A £1.6bn fund is being launched by the government to boost less well-off towns after Brexit over the next seven years.
The pot is split into £1bn, divided in England using a needs-based formula, and £600m UK communities can bid for.
More than half of the money will go to the north of England and the Midlands.
But Labour called it a bribe to influence MPs in Leave-supporting areas to back the PM’s Brexit deal and critics say it does not cover cuts to local authority funding.
The Department of Housing, Communities and Local Government said there will be additional announcements “in due course” for Wales, Scotland and Northern Ireland.
In January, MPs rejected the withdrawal deal Theresa May has reached with the EU by 230 votes – the biggest defeat for a sitting government in history.
To win another vote, which Mrs May has promised will be on or before 12 March, she could find herself relying on the votes of Labour MPs from Leave-voting parts of the country.
John Mann, MP for Bassetlaw, a former coal mining area in Nottinghamshire, told the PM last month to “show us the money” with “transformative investment” in areas that voted to leave.
The Labour MP, who backed Mrs May’s Brexit deal at the first vote, denied it amounted to “transactional politics”.
But John McDonnell, Labour’s shadow chancellor, said the fund “smacks of desperation from a government reduced to bribing MPs to vote for their damaging flagship Brexit legislation”.
‘Drop in the ocean’
Dismissing that claim, Housing and Communities Secretary James Brokenshire insisted the funding would be made available even if the withdrawal agreement was rejected and denied the funding was a bribe.
He told BBC Radio 4’s Today programme: “This funding is there regardless of the outcome, but obviously we want to see a deal happening, we believe that is what is in the best interests of our country.”

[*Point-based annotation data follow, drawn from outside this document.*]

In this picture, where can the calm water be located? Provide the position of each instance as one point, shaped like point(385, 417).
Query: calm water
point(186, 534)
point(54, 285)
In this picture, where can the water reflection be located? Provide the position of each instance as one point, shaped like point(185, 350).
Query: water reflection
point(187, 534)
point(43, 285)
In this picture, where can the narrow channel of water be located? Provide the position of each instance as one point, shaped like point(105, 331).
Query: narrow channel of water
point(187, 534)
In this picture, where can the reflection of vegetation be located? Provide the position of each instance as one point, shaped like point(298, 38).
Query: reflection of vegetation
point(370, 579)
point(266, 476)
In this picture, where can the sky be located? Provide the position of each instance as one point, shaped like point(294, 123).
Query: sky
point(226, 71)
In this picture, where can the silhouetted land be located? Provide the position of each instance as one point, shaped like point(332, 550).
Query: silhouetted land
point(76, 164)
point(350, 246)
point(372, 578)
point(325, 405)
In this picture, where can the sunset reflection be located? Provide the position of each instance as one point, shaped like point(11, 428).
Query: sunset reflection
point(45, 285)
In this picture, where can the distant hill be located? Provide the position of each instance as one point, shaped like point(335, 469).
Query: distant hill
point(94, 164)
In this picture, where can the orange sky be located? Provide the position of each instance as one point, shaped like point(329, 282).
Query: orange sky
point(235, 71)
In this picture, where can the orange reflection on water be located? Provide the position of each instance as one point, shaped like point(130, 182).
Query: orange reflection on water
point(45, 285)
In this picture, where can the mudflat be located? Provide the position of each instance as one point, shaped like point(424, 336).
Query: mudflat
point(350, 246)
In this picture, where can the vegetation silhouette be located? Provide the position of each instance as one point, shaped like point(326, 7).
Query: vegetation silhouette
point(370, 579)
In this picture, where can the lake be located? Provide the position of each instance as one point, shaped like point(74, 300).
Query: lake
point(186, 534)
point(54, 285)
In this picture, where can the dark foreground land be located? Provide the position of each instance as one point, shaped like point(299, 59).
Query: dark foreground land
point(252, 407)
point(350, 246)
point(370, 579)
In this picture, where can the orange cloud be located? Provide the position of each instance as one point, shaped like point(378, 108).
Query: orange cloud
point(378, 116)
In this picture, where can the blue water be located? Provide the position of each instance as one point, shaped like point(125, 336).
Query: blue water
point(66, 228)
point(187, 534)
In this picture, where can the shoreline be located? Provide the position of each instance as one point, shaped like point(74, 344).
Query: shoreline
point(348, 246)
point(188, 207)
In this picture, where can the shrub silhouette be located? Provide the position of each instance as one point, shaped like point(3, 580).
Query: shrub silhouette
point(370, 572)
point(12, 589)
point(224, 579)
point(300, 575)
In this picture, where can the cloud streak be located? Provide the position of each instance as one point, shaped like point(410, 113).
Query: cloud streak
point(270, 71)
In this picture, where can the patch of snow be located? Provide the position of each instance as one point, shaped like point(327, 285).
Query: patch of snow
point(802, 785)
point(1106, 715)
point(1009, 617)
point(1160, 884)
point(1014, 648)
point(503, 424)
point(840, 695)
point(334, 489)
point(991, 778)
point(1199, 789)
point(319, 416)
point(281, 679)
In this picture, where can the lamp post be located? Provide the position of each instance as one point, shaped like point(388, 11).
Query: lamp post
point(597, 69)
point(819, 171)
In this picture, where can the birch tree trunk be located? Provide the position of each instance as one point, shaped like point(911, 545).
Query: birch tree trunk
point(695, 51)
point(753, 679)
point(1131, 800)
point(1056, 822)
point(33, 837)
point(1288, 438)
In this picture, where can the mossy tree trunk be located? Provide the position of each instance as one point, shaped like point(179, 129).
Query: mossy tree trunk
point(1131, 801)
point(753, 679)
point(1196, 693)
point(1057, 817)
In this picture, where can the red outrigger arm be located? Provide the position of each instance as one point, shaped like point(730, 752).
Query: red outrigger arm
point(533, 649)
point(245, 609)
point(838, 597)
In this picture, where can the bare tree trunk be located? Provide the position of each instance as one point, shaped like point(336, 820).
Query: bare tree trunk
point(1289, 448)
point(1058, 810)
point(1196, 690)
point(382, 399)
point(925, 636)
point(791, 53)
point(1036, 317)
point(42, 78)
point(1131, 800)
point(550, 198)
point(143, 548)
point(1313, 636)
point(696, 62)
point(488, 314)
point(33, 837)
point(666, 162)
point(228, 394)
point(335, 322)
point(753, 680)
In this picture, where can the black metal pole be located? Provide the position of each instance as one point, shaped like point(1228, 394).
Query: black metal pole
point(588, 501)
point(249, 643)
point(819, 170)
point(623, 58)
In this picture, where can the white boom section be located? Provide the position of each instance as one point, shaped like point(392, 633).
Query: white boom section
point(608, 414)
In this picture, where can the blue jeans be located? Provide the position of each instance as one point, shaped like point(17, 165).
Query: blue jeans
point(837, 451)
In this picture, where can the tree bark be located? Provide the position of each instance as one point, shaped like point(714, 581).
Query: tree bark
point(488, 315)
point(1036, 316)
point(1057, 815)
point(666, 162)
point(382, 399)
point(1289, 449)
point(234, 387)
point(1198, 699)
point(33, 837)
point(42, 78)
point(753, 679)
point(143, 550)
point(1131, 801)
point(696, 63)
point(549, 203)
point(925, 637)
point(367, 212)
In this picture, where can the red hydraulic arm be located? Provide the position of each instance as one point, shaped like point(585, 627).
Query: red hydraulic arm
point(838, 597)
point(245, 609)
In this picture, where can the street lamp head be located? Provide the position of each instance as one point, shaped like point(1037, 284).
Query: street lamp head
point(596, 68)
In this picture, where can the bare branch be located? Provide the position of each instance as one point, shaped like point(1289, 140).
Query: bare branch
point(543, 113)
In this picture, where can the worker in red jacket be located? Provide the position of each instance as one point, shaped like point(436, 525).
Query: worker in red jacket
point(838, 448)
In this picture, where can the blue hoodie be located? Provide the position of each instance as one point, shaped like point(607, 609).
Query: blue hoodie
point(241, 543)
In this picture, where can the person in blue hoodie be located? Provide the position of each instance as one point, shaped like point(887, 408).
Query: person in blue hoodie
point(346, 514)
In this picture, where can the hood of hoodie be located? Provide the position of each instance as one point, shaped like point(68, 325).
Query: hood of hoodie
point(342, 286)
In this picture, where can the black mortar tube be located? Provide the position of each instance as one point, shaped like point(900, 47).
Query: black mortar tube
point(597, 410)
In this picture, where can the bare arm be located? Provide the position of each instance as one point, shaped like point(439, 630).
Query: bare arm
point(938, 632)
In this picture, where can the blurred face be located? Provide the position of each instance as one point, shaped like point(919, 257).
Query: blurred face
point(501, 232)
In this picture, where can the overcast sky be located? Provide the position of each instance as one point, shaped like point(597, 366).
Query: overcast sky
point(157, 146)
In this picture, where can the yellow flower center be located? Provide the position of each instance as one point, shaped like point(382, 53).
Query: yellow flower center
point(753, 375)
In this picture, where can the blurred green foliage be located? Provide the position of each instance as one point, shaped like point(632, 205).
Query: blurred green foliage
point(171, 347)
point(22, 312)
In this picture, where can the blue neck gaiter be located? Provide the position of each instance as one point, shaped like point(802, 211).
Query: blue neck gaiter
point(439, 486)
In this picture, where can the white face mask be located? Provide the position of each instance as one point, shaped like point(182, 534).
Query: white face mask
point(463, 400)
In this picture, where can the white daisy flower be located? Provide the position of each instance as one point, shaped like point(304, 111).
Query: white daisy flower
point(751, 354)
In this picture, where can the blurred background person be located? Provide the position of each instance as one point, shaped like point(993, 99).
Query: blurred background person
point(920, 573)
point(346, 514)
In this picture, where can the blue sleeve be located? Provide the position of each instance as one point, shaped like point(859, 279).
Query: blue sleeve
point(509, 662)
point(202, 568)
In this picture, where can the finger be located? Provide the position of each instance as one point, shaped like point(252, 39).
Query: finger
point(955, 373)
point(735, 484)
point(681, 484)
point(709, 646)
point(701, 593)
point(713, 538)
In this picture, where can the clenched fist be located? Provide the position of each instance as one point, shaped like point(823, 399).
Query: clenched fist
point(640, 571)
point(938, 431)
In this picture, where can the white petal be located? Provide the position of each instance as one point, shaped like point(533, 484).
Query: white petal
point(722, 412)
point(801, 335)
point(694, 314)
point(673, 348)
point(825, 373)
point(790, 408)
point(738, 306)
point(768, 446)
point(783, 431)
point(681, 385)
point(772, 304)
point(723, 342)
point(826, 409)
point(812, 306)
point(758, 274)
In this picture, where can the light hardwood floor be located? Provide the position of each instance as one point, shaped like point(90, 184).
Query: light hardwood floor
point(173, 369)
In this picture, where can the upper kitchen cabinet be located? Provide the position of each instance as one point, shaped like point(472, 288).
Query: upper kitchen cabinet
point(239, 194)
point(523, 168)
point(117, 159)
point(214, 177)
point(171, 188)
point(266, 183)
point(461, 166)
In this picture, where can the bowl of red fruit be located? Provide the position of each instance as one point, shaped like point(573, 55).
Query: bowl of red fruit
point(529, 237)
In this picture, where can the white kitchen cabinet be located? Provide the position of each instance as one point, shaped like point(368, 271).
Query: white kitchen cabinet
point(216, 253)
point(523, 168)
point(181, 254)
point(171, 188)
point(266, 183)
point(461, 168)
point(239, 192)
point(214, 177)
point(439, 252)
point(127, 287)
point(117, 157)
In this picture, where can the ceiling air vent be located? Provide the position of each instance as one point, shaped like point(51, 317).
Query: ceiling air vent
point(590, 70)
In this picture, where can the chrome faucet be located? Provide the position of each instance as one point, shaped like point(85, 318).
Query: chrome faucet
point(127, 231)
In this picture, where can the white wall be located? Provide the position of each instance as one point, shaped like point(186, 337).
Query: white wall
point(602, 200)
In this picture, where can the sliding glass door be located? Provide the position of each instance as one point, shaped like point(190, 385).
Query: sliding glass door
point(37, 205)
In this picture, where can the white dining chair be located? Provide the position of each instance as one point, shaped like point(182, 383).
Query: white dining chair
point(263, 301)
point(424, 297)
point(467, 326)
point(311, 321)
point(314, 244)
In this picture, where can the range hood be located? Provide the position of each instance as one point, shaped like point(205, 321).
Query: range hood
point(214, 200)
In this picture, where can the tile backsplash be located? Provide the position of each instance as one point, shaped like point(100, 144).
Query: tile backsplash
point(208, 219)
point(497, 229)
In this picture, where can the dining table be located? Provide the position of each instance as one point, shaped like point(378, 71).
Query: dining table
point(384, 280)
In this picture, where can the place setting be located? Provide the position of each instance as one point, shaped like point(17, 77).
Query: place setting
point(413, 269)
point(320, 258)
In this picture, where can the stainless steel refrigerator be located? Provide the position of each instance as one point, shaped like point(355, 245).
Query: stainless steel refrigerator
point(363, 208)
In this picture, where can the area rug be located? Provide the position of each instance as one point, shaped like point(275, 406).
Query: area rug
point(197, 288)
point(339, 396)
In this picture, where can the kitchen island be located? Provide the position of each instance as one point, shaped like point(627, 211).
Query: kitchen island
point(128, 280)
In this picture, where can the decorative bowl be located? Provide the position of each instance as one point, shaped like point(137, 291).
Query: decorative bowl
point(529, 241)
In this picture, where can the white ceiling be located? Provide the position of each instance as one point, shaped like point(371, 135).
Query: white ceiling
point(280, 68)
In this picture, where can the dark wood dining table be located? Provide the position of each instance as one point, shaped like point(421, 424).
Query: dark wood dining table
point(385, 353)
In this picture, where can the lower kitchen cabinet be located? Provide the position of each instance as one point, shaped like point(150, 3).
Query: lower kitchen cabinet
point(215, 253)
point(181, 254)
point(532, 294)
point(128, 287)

His said the funding is there “to see that towns grow” and is “following through on what the prime minister has really believed in, that sense of leaving no part of our UK behind”.
However, Labour MP Alex Sobel, of the cross-party People’s Vote campaign, which wants a new referendum on Brexit, said it was “a drop in the ocean” compared with the cost of leaving the EU.
He said the annual loss to local economies would be more than enough to wipe out any potential return from this scheme.
Labour’s Ruth Smeeth, the MP for Leave-supporting Stoke-on-Trent, described the amount of money as “extraordinarily pathetic”.
Speaking on BBC Radio 4’s Westminster Hour programme, she said: “If you’re talking about national renewal, this is less money than is being taken out of my economy by the introduction of [new welfare system] universal credit over the next four years.”
Labour and Stoke-on-Trent Central MP Gareth Snell said the announcement was a “huge disappointment”, tweeting: “The entire allocation for the West Midlands over four years is less than the total value of cuts faced by Stoke-on-Trent City Council alone over the same period.”
Labour’s Redcar MP Anna Turley tweeted that the amount was “measly” when compared to council cuts.
And Labour’s Rhondda MP Chris Bryant tweeted: “And not a penny for Wales. The trouble with bribes is they embody injustice.”
But the prime minister insisted: “Communities across the country voted for Brexit as an expression of their desire to see change – that must be a change for the better, with more opportunity and greater control.
“These towns have a glorious heritage, huge potential and, with the right help, a bright future ahead of them.”
She said prosperity had been “unfairly spread” for “too long”.
Analysis: Is May buying votes?
By BBC political correspondent Iain Watson
A month ago John Mann – who voted to leave the EU – told the BBC there was a “good dialogue” going on with the government.
And he was hopeful Mrs May would come back with “something significant” for his, and other, areas outside London.
He and a group of Labour MPs from Leave areas were demanding the protection of employment rights after Brexit – and assurances poorer areas wouldn’t lose out when EU regional funding ended.
The cash on offer from the government is equivalent to less than 2% of English local authority spending.
Theresa May says she is simply making good a promise she made in her first speech as prime minister to help “ordinary working class families”.
But the Labour leadership see this as a “bribe” to tempt some of their own MPs to break ranks and back Mrs May’s deal.
The former Conservative, now Independent, MP Anna Soubry claims it’s an attempt to buy votes.
But the government insists the true beneficiaries will be residents of coastal and industrial communities who feel left behind.
The £1.6bn fund will be broken down into £600m, which communities in any part of the UK can bid for, and £1bn allocated using a needs-based formula to the following areas:
- North-west England: £281m
- North-east England: £105m
- Yorkshire and the Humber: £197m
- South-west England: £33m
- South-east England: £37m
The government said communities would be able to draw up job-boosting plans for their town, with the support and advice of their Local Enterprise Partnerships.
It added that it would also seek to ensure towns in Wales, Scotland and Northern Ireland would benefit from the new funding.